On Monday, 27 December, the women were again brought into court, when Leslie Hall was ordered one month's imprisonment with hard labour, and Martin to two months. On returning to prison both the women refused to wear prison dress and recommenced the hunger strike. Each one was then clothed in a straitjacket and placed in a punishment cell. Forcible feeding was continued and they both grew rapidly weaker until 3 February, when they were released.

Meanwhile, the facts as to their treatment whilst imprisoned on remand had been widely circulated, for they had dictated statements for their friends' use whilst their trial was being conducted. The Home Secretary Herbert Gladstone wrote to The Times denying the truth of the statements, declaring that the reason for refusing bail to the women was that they had refused to promise to be of good behaviour until their trial came on, that no unnecessary violence had been used and that the women themselves had made no complaint. But indeed, the inaccuracy of Mr. Gladstone's statements had become proverbial, for he was constantly denying the truth of charges which were clearly substantiated by the most reliable evidence.

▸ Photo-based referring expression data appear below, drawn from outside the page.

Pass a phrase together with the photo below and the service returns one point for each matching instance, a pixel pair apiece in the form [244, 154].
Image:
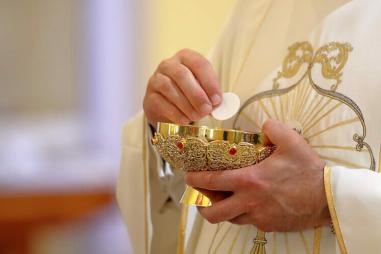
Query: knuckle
[180, 73]
[267, 125]
[185, 52]
[165, 64]
[164, 86]
[212, 219]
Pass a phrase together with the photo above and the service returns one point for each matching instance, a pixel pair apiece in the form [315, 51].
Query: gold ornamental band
[211, 134]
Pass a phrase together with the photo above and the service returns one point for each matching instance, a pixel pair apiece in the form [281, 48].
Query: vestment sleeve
[354, 198]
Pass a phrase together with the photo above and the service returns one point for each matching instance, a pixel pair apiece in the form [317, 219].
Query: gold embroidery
[274, 244]
[317, 239]
[245, 240]
[182, 229]
[145, 175]
[305, 243]
[332, 209]
[318, 110]
[234, 240]
[219, 226]
[305, 102]
[223, 238]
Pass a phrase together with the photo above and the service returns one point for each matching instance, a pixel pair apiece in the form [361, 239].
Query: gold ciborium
[200, 148]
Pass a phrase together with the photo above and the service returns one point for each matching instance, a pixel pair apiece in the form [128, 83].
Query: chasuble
[315, 65]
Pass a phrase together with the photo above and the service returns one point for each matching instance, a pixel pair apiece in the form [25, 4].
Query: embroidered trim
[332, 57]
[332, 209]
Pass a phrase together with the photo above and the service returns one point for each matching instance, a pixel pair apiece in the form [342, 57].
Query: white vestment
[336, 105]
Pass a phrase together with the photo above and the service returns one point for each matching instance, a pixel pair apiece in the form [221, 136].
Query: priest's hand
[183, 88]
[285, 192]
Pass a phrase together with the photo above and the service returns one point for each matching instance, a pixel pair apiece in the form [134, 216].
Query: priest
[306, 65]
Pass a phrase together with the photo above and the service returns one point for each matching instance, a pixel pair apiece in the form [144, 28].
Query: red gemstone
[180, 145]
[233, 151]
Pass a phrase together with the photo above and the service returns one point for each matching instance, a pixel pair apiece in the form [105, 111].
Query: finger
[278, 133]
[167, 88]
[165, 110]
[203, 70]
[223, 210]
[188, 84]
[224, 180]
[243, 219]
[215, 196]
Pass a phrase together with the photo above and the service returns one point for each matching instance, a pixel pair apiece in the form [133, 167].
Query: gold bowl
[193, 148]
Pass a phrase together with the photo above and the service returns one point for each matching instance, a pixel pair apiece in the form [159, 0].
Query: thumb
[278, 133]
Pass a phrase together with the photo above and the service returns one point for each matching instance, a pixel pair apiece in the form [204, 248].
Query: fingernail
[216, 99]
[184, 120]
[205, 109]
[195, 116]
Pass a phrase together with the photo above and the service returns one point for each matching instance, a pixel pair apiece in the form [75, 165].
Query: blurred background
[71, 72]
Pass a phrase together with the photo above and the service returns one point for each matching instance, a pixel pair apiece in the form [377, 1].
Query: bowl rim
[211, 134]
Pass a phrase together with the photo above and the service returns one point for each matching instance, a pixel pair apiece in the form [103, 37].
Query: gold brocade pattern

Martin's case inspired Lady Constance Lytton to dress as a working class seamstress to prove that poorer prisoners were treated badly. Martin made a significant impact on the women's suffrage movement in Great Britain, and also on the treatment of suffragettes who decided to hunger strike, prompting the Prisoners Temporary Discharge for Ill Health Act 1913 (also known as the "Cat and Mouse Act")

== Illness ==
Selina may have suffered from dyspepsia after her imprisonment. She had an abrasion of the mucous membrane on the front of the inferior turbinated bone of the right nostril, the nostril through which she had last been fed.

Selina had been given a Hunger Strike Medal 'for Valour' by WSPU.

This is now in possession of The National Gallery of Victoria, Australia who bought it at auction in 2019.